Menjadi catatan penting Setmilpres dan Tim Protis mereka mengganggap, Bupati Arogan, Bupati Menutup Masalah, Bupati Membohongi Masyarakat dengan skenario sendiri diluar agenda istana, Bupati Memaksakan Kehendak, Bupati tidak ada sopan santun dalam bertutur kata. Bahkan informasi ini menjadi catatan khsusus Sekpres. lalu Tim Protis, Setmilpres dan Sekpres selama masa persiapan kunjungan presiden Jokowi di Nagekeo, merasa lebih nyaman berkoordinasi dengan klien saya selaku Kapolres Nagekeo dalam persiapanya sampai hari H. Protokol Pemkab Nagekeo terkesan apatis, tidak mau berkomunikasi dengan Tim Protis, dan selalu memaksakan rundown Pemkab, untuk dijadikan acuan kunjungan Presiden Jokowi. Malah lebih lucu lagi, Bupati Don minta Tim Protis duduk satu mobil dengan Presiden. Apakah Bupati layak duduk semobil dengan presiden, dimana ada pejabat yang lebih tinggi dari Bupati saja tidak berani duduk semobil dengan presiden. Kecuali presiden sendiri yang minta. Itu menjadi bagian dari SOP Tim Protis. Demikain fakta dari Tim Protis, Setmilpres dan Sekpres yang disampaikan melalui kliennya agar bisa menilainya secara bijak oleh masyarakat Nagekeo yang kecewa dalam kunjungan Presiden Jokowi.
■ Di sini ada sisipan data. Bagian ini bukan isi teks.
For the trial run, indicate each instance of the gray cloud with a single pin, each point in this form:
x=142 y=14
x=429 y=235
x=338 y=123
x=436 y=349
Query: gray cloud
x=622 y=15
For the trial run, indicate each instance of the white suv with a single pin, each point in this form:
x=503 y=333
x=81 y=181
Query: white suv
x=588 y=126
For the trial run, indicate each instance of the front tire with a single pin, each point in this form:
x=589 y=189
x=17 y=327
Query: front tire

Kritik ini menjawab kegaduhan opini yang disampaikan Primus Dorimulu yang selalu berusaha mencari-cari kesalahan kepada klien saya dengan diksi-diksi profokatif ingin memecah belah persatuan masyarakat Nagekeo yang terkenal ramah dan santun. Sekali lagi melalui media ini dengan tegas saya minta Primus Dorimulu melakukan investigasi secara langsung ke Istana Negara, kegaduhan yang terjadi akibat ulah siapa. Primus hanya membangun opini mendengar informasi secara sepihak, bukan meliput secara langsung peritiwa kunjungan Presiden Jokowi di Nagekeo.
“Ini sangat mencederai nilai-nilai dan kaidah jurnalis dengan menarasikan berita di media yang tidak sesuai fakta, lalu dijadikan celah ujung-ujungnya untuk menyudutkan klien saya selaku Kapolres Nagekeo saat ini. Sebenarnya Bupati Nagekeo itu siapa, dr.Johanes Don Bosco Do atau Primus Dorimulu.” pungkasnya.